For a nation seeking unity, a recipe has swept the Internet that seems to unite conservatives and liberals, gun owners and foodies, carnivores and ... well, not vegetarians and health fanatics.

Certainly not the vegetarians and health fanatics.

This recipe is the Bacon Explosion, modestly called by its inventors “the BBQ Sausage Recipe of all Recipes.” The instructions for constructing this massive torpedo-shaped amalgamation of two pounds of bacon woven through and around two pounds of sausage and slathered in barbecue sauce first appeared last month on the Web site of a team of Kansas City competition barbecuers. They say a diverse collection of well over 16,000 Web sites have linked to the recipe, celebrating, or sometimes scolding, its excessiveness. A fresh audience could be ready to discover it on Super Bowl Sunday.

Where once homegrown recipes were disseminated in Ann Landers columns or Junior League cookbooks, new media have changed — and greatly accelerated — the path to popularity.
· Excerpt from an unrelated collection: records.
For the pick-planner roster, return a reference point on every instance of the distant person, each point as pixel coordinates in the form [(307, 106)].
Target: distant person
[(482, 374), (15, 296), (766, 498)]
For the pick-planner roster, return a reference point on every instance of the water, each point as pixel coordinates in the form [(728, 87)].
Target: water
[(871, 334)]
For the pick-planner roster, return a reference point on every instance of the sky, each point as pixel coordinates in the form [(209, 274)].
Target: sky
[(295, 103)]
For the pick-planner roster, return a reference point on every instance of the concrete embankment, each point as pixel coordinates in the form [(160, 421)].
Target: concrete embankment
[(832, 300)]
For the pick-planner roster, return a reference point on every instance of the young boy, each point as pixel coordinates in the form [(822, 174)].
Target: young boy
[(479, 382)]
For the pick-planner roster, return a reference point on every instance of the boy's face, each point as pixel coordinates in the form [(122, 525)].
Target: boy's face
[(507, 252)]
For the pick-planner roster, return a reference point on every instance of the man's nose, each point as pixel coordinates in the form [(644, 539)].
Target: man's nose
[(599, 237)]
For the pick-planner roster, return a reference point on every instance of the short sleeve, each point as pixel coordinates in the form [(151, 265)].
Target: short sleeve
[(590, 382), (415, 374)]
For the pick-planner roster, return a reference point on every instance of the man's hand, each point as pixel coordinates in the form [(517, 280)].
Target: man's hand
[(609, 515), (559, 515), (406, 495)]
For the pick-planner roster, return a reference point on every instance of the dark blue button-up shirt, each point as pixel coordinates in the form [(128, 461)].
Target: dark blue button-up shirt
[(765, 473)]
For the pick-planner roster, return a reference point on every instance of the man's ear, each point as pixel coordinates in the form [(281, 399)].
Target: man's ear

Few recipes have cruised down this path as fast or as far as the Bacon Explosion, and this turns out to be no accident. One of its inventors works as an Internet marketer, and had a sophisticated understanding of how the latest tools of promotion could be applied to a four-pound roll of pork.

The Bacon Explosion was born shortly before Christmas in Roeland Park, Kan., in Jason Day’s kitchen. He and Aaron Chronister, who anchor a barbecue team called Burnt Finger BBQ, were discussing a challenge from a bacon lover they received on their Twitter text-messaging service: What could the barbecuers do with bacon?

At the same time, Mr. Chronister wanted to get attention for their Web site, BBQAddicts.com. More traffic would bring in more advertising income, which they needed to fund a hobby that can cost thousands of dollars.

Mr. Day, a systems administrator who has been barbecuing since college, suggested doing something with a pile of sausage. “It’s a variation of what’s called a fattie in the barbecue community,” Mr. Day said. “But we took it to the extreme.”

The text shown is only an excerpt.